We think you need these skills to ace Site Reliability Engineer
Some tips for your application 🫡
Understand the Role: Before applying, make sure you fully understand the responsibilities and requirements of the Site Reliability Engineer position at Thredd. Familiarise yourself with SRE principles, incident management frameworks, and the technologies mentioned in the job description.
Tailor Your CV: Customise your CV to highlight relevant experience and skills that align with the job description. Emphasise your background in implementing SRE principles, coding skills, and any experience with cloud platforms and container orchestration.
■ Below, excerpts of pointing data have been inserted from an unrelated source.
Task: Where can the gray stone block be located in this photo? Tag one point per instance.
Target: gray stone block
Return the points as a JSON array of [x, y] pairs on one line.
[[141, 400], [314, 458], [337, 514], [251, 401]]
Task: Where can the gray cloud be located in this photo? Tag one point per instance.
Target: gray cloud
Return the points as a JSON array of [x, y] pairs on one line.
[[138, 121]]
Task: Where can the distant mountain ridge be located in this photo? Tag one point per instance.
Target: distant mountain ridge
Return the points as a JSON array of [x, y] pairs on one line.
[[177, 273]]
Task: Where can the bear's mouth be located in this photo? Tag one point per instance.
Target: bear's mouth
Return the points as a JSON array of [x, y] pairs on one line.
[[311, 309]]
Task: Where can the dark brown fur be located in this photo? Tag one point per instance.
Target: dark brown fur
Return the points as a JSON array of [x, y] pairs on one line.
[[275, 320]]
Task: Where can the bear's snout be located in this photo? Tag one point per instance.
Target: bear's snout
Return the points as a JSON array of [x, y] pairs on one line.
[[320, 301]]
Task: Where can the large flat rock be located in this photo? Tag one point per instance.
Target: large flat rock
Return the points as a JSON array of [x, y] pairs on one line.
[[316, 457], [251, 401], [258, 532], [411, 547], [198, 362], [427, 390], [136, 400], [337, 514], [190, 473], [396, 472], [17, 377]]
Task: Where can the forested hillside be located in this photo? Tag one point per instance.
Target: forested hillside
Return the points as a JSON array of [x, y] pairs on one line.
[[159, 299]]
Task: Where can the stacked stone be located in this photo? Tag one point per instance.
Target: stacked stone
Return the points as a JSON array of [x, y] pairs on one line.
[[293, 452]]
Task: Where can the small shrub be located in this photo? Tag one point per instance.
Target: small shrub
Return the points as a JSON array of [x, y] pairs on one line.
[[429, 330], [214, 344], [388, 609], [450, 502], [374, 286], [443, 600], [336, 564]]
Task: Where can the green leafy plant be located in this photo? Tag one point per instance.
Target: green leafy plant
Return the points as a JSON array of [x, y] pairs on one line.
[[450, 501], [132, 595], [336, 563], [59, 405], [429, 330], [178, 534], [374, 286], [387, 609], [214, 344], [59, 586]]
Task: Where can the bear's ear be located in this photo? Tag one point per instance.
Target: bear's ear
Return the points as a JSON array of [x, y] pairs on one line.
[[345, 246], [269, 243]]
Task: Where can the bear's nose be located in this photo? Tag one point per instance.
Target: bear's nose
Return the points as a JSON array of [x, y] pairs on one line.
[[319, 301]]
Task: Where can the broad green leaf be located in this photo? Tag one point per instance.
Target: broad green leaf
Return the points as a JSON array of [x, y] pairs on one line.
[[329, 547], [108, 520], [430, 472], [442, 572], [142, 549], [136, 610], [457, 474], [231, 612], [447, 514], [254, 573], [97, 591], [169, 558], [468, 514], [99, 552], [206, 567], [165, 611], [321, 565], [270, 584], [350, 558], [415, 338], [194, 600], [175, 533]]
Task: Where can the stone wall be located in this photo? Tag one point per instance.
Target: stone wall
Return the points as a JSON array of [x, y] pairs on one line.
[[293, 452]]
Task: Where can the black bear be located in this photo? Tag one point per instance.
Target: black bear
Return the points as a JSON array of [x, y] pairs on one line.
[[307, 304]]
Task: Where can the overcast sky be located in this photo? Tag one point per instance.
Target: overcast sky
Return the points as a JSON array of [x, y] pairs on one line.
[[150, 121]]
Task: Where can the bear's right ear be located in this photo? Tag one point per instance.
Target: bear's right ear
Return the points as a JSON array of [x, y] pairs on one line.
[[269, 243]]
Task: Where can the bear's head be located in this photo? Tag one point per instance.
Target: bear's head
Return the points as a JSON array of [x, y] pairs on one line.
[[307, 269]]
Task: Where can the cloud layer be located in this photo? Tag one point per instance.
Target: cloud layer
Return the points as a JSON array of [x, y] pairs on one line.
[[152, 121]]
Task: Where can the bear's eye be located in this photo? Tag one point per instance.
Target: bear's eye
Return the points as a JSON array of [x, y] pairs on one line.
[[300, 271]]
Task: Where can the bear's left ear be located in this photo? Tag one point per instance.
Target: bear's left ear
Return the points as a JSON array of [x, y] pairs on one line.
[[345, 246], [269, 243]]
Craft a Compelling Cover Letter: Write a cover letter that showcases your passion for building reliable systems and your ability to solve complex infrastructure challenges. Mention specific examples from your past experiences that demonstrate your expertise in SRE practices and your collaborative mindset.
Highlight Relevant Projects: If you have worked on projects that involved application performance monitoring, automation, or incident response, be sure to include these in your application. Detail your role in these projects and the impact they had on service reliability and performance.
How to prepare for a job interview at Thredd
✨Showcase Your SRE Knowledge
Be prepared to discuss your experience with SRE principles, particularly SLI, SLO, and SLA. Highlight specific examples where you've implemented these concepts in previous roles, as this will demonstrate your understanding and capability in the field.
✨Demonstrate Problem-Solving Skills
Expect to face scenario-based questions that assess your ability to troubleshoot and resolve incidents. Share detailed accounts of past incidents you've managed, focusing on your approach to root cause analysis and the improvements you implemented afterwards.
✨Familiarise Yourself with Their Tech Stack
Research Thredd's technology stack, especially their use of cloud platforms like AWS and container orchestration tools such as Docker and Kubernetes. Being knowledgeable about their systems will allow you to engage in more meaningful discussions during the interview.
✨Emphasise Collaboration
Thredd values a collaborative mindset, so be ready to discuss how you've worked with cross-functional teams in the past. Share examples of how you've contributed to team success and driven company-wide impact through collaboration.